Celebrating 10 Years of the Fellows Program: Dayna Burtness

Dayna BurtnessDayna Burtness
Fellow from August 2009 to February 2011, based in Minneapolis

Bon Appétit campus attended: St. Olaf College

Current job: I’m a full time farmer and incubator farm program manager on our regenerative livestock farm, Nettle Valley Farm, in waaay southeastern Minnesota near the tiny town of Spring Grove, MN. My main focus is raising the happiest dang pastured pigs you’ll ever meet, but Nettle Valley Farm is also home to egg laying and meat chickens, ducks, goats, and sheep.

Skill/wisdom you gained from the Fellowship: The opportunity to practice storytelling (aka public speaking). Sharing the behind-the-scenes stories of the Coalition of Immokalee Workers Fair Food Agreement, or the origins of Bon Appétit’s switch to cage free eggs, helped students and café guests understand the real power of institutional change more than any whitepaper ever could. I loved being a part of that connection-building.

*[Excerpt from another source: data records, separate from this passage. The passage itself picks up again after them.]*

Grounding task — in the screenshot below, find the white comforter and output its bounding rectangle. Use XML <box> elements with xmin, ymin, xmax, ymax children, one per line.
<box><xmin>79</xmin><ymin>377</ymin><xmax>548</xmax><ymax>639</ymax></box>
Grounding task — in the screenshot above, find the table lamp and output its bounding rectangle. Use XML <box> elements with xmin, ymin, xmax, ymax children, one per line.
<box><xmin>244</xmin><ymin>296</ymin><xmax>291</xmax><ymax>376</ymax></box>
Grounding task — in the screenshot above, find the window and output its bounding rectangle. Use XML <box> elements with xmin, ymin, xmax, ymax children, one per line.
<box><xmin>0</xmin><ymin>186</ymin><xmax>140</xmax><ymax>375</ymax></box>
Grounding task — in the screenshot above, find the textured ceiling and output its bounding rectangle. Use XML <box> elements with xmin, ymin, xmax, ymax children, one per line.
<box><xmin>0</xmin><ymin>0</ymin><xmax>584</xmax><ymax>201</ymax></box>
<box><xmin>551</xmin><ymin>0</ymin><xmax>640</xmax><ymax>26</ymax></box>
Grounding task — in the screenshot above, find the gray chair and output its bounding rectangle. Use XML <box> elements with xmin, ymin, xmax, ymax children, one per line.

Two women in a slaughterhous

Then-General Manager at Colorado College Beth Gentry and me at Ranch Food Direct’s meat processing facility

Memorable experience as a Fellow: Meeting Farm to Fork partner Mike Callicrate of Ranch Foods Direct back in fall 2010 was incredible. He is one of the fiercest farmer-warriors out there when it comes to fighting agribiz bullies in the meat industry, and I tried to channel some of his energy when my neighbors and I had to fight off an incredibly risky 5,000 sow factory farm. (We won!)

Advice for current food-activist students: Spend at least a month (ideally a season!) working full time on a farm. It will shape you in ways you can’t imagine and give you a fuller picture of the struggles America’s family farmers face.